The claimant reported the respondent to HMRC for payroll irregularities. He then claimed at the ET that he had been dismissed for making that protected disclosure. The respondent's response was that he had not been unfairly dismissed. The ET made a number of orders including one which ordered the respondent to produce documentation on the tax and national insurance records of the staff and verification from its accountants of payments that had been made to HMRC. The respondent failed to comply, saying that he had been distracted from the task of compliance by repeated and near abusive letters from the claimant's representative. The response was however struck out and the respondent was debarred from further participation in the proceedings. The respondent appealed.

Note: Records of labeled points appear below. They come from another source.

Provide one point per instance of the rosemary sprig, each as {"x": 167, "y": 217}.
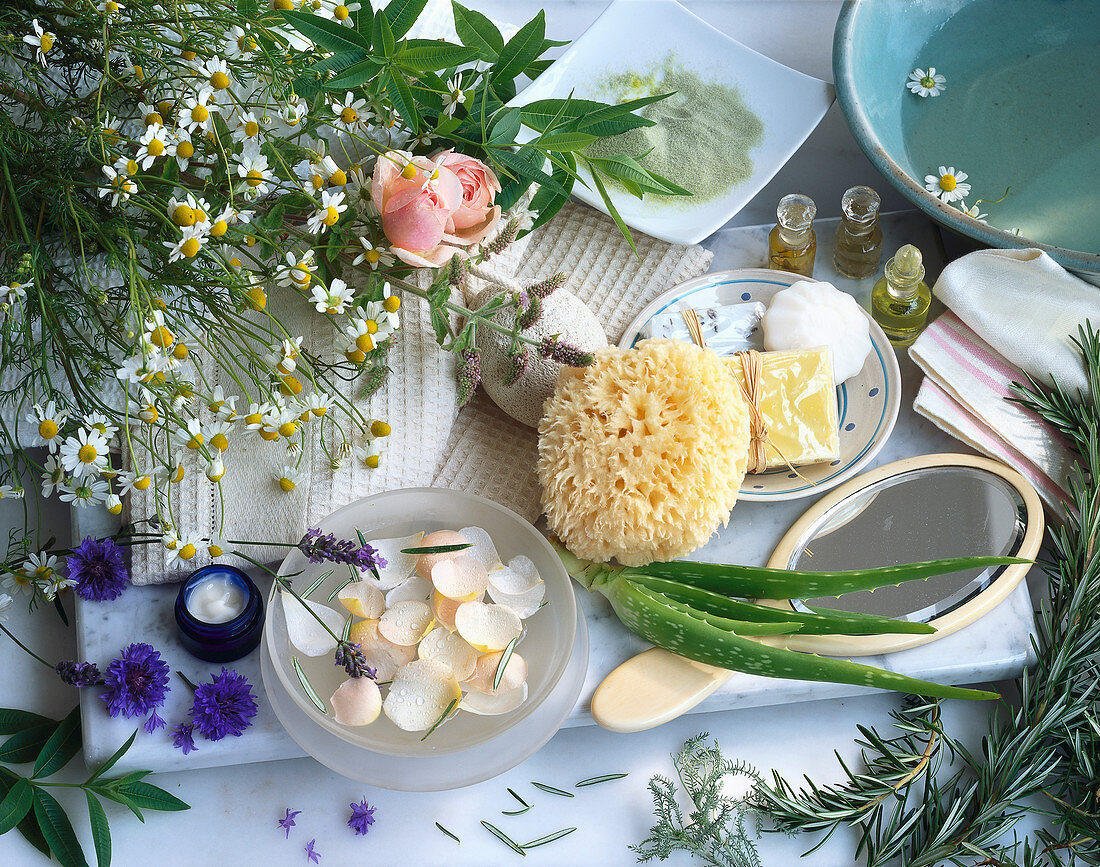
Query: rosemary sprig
{"x": 924, "y": 798}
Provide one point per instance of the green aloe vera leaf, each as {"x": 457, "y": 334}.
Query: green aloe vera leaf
{"x": 760, "y": 582}
{"x": 688, "y": 634}
{"x": 821, "y": 622}
{"x": 736, "y": 626}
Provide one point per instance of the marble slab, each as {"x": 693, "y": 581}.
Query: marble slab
{"x": 994, "y": 648}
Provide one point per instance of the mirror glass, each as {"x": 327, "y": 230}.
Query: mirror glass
{"x": 924, "y": 514}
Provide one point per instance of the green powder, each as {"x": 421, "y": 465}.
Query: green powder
{"x": 703, "y": 132}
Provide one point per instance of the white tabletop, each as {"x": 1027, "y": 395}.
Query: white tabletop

The EAT dismissed the appeal. The disclosure ordered went to the heart of the issue of illegality that was to be considered by the Employment Tribunal. Further, since the claim made by the claimant was for unfair dismissal because of a protected disclosure, consideration of Employment Rights Act 1996 section 43B(1)(b) requires that under section 43C(1) disclosure must be made in good faith in order for it to be a protected disclosure. It was therefore material that the claimant could show grounds for disclosure that were in good faith and clearly documentation which supported the contention that the respondent had committed misdeeds that were reported to the HMRC would be relevant to show good faith. The respondent had given no indication to the ET that they would comply with the order and the fact that the Employment Tribunal had not used the words "deliberate and persistent" when describing the respondent's failure to comply was not material.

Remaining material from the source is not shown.